One of the most marquee games on Saturday is the SEC East showdown between Georgia and South Carolina. And the spotlight won’t shine any brighter than it does on the explosive Georgia offense. The Bulldogs' 43 plays of 20+ yards (26 pass, 17 rush) are six more than any other FBS team and 15 more than any other SEC team.

Something that might exacerbate the issue for the home Gamecocks is that they have been vulnerable to big passing plays, having allowed 17 completions of at least 20 yards (tied for third most in the SEC). The Gamecocks have been much stingier against the run, allowing just two runs of 20+ yards, which is tied for the fewest in the SEC.

Georgia has also had a great deal of success on first down, averaging an FBS-best 9.6 yards per play -- including 14.0 yards per pass attempt. When the Bulldogs throw on first down, they have converted first downs 49.2 percent of the time, best in FBS.

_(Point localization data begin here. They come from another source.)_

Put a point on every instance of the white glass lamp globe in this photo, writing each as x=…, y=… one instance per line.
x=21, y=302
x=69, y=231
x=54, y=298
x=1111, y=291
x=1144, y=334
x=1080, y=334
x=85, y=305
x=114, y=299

Statistically, that should suit Georgia just fine since the key to moving the ball against South Carolina on first down is throwing the ball. The Gamecocks allow just 2.0 yards per rush on first down; however their defense allows 7.5 yards per pass attempt on first down. That ranks 11th in the 14-team SEC.

SOUTH CAROLINA’S BEST HOPE
Defensive end Jadeveon Clowney is the key for South Carolina up front. Clowney is second in the SEC in both tackles for loss (9.5) and sacks (5.5). He had his breakout game last season against Georgia with two sacks and a forced fumble that Melvin Ingram returned for a touchdown.

If South Carolina can slow Georgia down and force it into converting on third down, then the Bulldogs could be at a disadvantage. That's because Georgia lost leading receiver Michael Bennett to a season-ending knee injury on Tuesday. QB Aaron Murray often looked to Bennett on third down this season, completing 19-of-32 throws on third down with eight of those completions going to Bennett.

The loss of Bennett hurts, but the return of WR/CB Malcolm Mitchell to offense on a near-full-time basis should help replace Bennett’s third-down production. Last season, Murray was 14-20 throwing to Mitchell on third downs, with all 14 completions going for first downs.